Tuesday, 24 March 2026

Intercontinental Range

Donald Trump calls Reza Pahlavi "the Loser Prince", but Pahlavi briefs that Trump had meant him when he had boasted of controlling the Strait of Hormuz jointly with "whoever the next ayatollah is". Bless.

A fatwa ordering support for Iran has been issued by Grand Mufti Sheikh Sadiq al-Ghariani, who was installed by David Cameron and an ungrateful Nicolas Sarkozy when they delivered Libya to the people who ungratefully went on to perpetrate the Manchester Arena attack.

As their first act in the new Libya was to legalise polygamy since there could be no law contrary to the Quran, so the Western-installed regime in the new Syria is trying to ban alcohol, initially by restricting its sale to Christian areas the more to make them targets for terrorist attack. President Ahmed al-Sharaa, who is otherwise Abu Mohammad al-Julani in the manner of "Tommy Robinson", is a sometime second-in-command both of Al-Qaeda and of the so-called Islamic State.

But at least the expressions of outrage on the streets of Damascus constitute any kind of popular uprising. There has been no such thing in Iran. Nor in Cuba, which mirrors Iran in being blockaded on the orders of well-connected "exiles" in the United States. The Cuban economic model can be held up as a failure because Trump has cut off its oil supply. Well, Trump has now cut off a lot of countries' oil supplies. What will the effects of that prove?

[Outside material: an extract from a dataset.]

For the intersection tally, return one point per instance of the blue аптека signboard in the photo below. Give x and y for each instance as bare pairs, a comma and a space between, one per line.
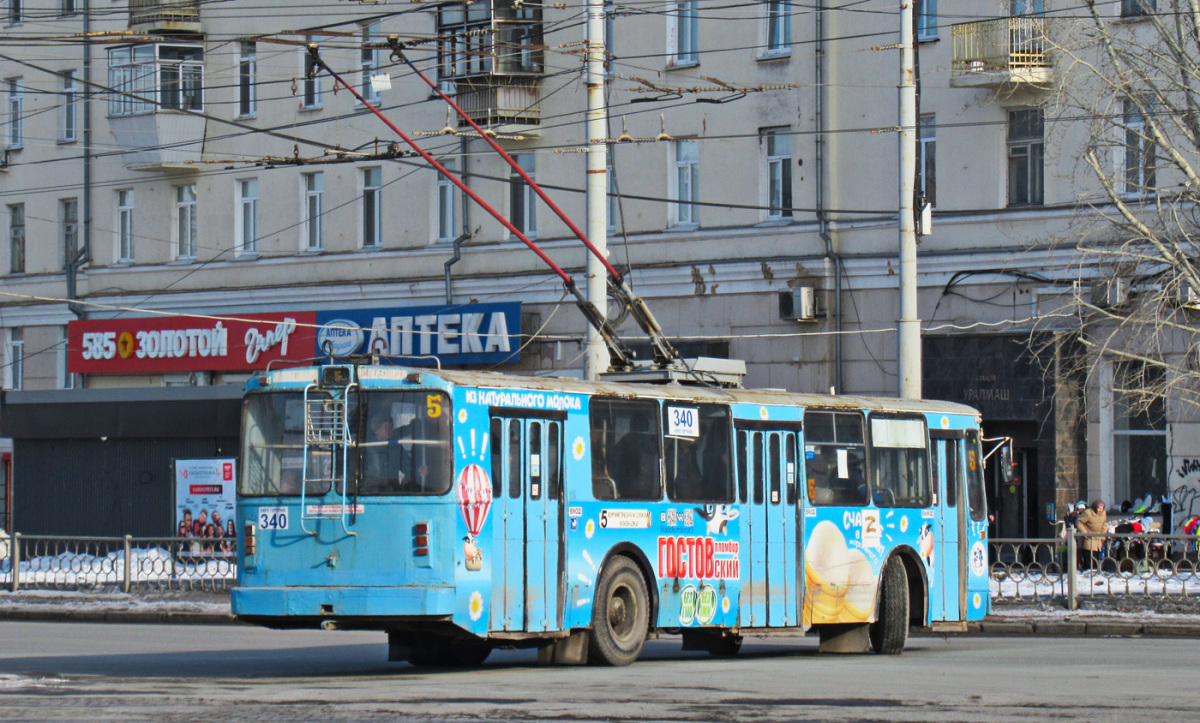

It is never about political rights in the narrower sense. There has been no regime change in Venezuela. There looks unlikely to be any in Iran. We are at war, and Britain has been in this war from the start, for one of the two most repressive regimes in the world, with only North Korea equalling Saudi Arabia, and for several more that are scarcely any better. And look up the relations between Nick Candy, Treasurer of Reform UK, and the Nicaragua of Rosario Murillo and Daniel Ortega, winner of the 2009 Al-Gaddafi International Prize for Human Rights.